Dead Poets Society: The Protestant Cemetery in Rome
If you're into the Romantic poets as much as I am, you might want to swing by
“Here lies one whose name was writ in water.” ~ John Keats
In June of 1819, when Frankenstein author Mary Shelley, one-time inamorata and now wife of poet Percy Bysshe Shelley, climbed into a coach to Geneva at her husband’s behest, she’d already buried one child, a daughter Clara. Wrapped tightly in her arms was her son, William or “Willmouse,” a boy so beautiful, the Italian servants hovered in his doorway while he slept just to gaze upon his angelic countenance.
But Willmouse was seriously ill, likely malarial. Mary begged Shelley not to move him. Unfortunately, Shelley was in a bind. He’d lied to his friend George, Lord Byron, for reasons that are lost to us now, regarding his own whereabouts. If Mary didn’t come at once, his deceit would be exposed.

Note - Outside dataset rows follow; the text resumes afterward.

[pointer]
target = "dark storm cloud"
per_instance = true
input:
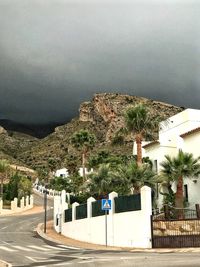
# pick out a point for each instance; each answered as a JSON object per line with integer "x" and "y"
{"x": 55, "y": 54}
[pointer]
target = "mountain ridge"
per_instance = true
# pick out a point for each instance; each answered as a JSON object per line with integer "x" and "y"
{"x": 103, "y": 116}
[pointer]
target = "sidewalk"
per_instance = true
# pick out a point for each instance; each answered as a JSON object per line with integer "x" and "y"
{"x": 53, "y": 236}
{"x": 35, "y": 209}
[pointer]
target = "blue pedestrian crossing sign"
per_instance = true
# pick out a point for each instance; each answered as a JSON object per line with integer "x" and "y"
{"x": 106, "y": 204}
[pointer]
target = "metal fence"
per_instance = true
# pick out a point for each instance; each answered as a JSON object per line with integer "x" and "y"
{"x": 127, "y": 203}
{"x": 81, "y": 211}
{"x": 96, "y": 209}
{"x": 68, "y": 215}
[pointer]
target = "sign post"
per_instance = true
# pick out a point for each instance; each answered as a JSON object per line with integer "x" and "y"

Clutching the sick child against her chest, Mary heeded Shelley’s summons, only to have her beloved Willmouse die in her arms. He is buried in the Cimitero Inglese, or English Cemetery, in Rome, a place locals called the Protestant Cemetery. Next to it looms the Pyramid of Cestius, built around 18-12 BC to entomb Gaius Cestius, a renowned Roman magistrate. A colony of feral cats lives within its shadow now.
Shortly after July 8, 1822, little Willmouse was joined by his illustrious father, Percy Bysshe Shelley, who died in a tragic boating accident in Livorno. His ashes were interred beneath a dedicational stone erected by his friend, Edward Trelawney, whose own memorial sits adjacent. Poor Willmouse’s final resting place is far away, an afterthought. I cannot imagine these were the wishes of his mother, whose heartache and depression after her son’s death inspired Shelley to write:
My dearest Mary, wherefore hast thou gone,
And left me in this dreary world alone?
Thy form is here indeed—a lovely one—
But thou art fled, gone down a dreary road
That leads to Sorrow's most obscure abode.
For thine own sake I cannot follow thee
Do thou return for mine
The Romantic poet John Keats is also buried in the Protestant Cemetery. He died at twenty-five of tuberculosis, coughing up his life’s blood in a cramped apartment overlooking the Spanish Steps in Rome. Largely ignored during his lifetime (much as Shelley was), Keats achieved posthumous fame and is now considered one of the finest of the second generation of Romantic poets.
From the moment of my arrival in Italy, I was eager to visit the Protestant Cemetery, and spent hours roaming its leafy paths. Edward Trelawney’s tribute to his friend Shelley is quite touching, although it’s debatable whether Shelley would have considered Trelawney the kind of friend he wanted to lie next to for eternity. The yacht Trelawney helped Shelley to build, the craft that killed him, was far from sea-worthy. Trelawney was a notorious liar who inflated his knowledge and credentials to impress people. What if that “touching tribute” he paid to Shelley actually has blood on it?
Such were my thoughts as I laid a rose on Shelley’s grave. I have my problems with Shelley, both as a man and a poet. It is his wife, Mary, who deserves my admiration, not only for her masterpiece, Frankenstein, but for the exquisite guardianship she gave to Shelley’s legacy. Without her efforts, he might well have been forgotten. And I cannot help but imagine her great suffering as, one by one, everyone she loved was taken from her.